Eritrean military officer Col Kflom Gergish says most of the works connecting Asmara with Addis Ababa, will be complete by September. He is supervising the reconstruction of the Dekemhare-Serha road.
All this was made possible by Ethiopian Prime Minister Abiy Ahmed’s regional mediations. But recently, Eritrea shut down its borders again.
An Ethiopian government official familiar with regional peace rapprochements by Addis Ababa told The EastAfrican: “Actually, the border never closed. First, there was initial excitement on both sides, and people started dealing with contraband. We needed to set up measures to control that. In this deal, supported by both sides, failure is not an option. It is costlier than opening up.”
The survival of that peace deal is one of the PM Abiy’s pet projects, the official said.
Dr Abiy used his chairmanship of the Intergovernmental Authority on Development to offer an olive branch to Somalia, Sudan, South Sudan and even Kenya. He has had mixed results. Somalia and Eritrea agreed to iron out their differences but Kenya and Somalia have failed to agree on a way forward in their maritime boundary dispute.
Yet it is in Somalia where his influence could be most influential. Historically, Ethiopia and Somalia under former regimes were enemies, fighting over the future of the Ogaden region which hosts the largest Somali population in Ethiopia.
Ethiopia and Somalia have gone to war in the past, while Addis Ababa had a mutual military pact with Nairobi, treating Somalia as a common threat.

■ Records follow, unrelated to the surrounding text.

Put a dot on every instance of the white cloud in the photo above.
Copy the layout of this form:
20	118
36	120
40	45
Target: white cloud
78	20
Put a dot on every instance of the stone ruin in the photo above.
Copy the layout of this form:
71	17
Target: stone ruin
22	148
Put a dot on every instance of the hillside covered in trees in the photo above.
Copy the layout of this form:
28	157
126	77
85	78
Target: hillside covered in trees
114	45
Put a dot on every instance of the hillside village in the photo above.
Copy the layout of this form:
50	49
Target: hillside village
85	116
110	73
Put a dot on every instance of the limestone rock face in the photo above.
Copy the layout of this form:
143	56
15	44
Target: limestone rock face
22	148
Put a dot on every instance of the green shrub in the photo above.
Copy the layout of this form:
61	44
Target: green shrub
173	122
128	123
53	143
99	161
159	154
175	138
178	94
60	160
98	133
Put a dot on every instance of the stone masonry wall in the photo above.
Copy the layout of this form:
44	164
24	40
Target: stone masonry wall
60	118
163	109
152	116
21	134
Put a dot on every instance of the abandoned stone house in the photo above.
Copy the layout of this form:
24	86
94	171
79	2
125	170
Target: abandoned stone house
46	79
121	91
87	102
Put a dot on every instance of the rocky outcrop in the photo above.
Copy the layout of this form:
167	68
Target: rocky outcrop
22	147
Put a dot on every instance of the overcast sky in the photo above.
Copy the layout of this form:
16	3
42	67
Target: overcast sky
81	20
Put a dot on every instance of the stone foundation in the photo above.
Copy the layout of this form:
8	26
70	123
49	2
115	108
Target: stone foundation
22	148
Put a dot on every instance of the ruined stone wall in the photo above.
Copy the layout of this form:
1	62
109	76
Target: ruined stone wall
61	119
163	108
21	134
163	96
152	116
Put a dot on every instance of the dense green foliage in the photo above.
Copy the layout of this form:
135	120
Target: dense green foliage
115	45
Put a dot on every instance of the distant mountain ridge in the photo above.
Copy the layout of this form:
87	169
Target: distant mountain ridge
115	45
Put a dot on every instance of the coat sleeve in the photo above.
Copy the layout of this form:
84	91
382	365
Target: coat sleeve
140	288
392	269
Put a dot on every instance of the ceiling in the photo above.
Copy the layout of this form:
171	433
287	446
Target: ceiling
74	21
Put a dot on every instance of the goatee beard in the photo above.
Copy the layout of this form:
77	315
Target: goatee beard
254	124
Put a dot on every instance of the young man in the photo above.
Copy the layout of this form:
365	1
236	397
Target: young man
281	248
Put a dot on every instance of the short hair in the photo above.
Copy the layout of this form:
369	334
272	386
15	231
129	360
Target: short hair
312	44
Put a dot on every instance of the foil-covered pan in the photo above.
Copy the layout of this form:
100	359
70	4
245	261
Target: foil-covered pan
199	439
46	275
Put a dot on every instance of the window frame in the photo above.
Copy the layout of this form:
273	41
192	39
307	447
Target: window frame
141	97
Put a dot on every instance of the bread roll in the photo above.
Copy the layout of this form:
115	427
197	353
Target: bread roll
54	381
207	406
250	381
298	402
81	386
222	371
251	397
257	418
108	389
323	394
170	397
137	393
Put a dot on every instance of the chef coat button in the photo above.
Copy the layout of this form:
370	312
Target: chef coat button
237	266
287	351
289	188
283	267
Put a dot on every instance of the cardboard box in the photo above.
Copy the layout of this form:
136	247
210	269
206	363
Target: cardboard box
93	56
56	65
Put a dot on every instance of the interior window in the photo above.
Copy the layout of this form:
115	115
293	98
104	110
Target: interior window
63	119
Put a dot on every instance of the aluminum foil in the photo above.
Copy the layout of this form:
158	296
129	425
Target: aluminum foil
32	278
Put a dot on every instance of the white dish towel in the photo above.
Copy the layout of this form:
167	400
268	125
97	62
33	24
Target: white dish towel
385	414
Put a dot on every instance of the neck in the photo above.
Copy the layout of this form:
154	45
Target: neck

Officially, the Ethiopian government says it is rebuilding relations with all its neighbours, especially those with access to the sea.
“Abiy is an honest broker, visionary leader, he wants to see a stable, and peaceful eastern African region, of course he has to secure Ethiopian interest first,” Dr Abdiwahab Sheikh Abdisamad, a regular commentator on Horn of Africa affairs told The EastAfrican.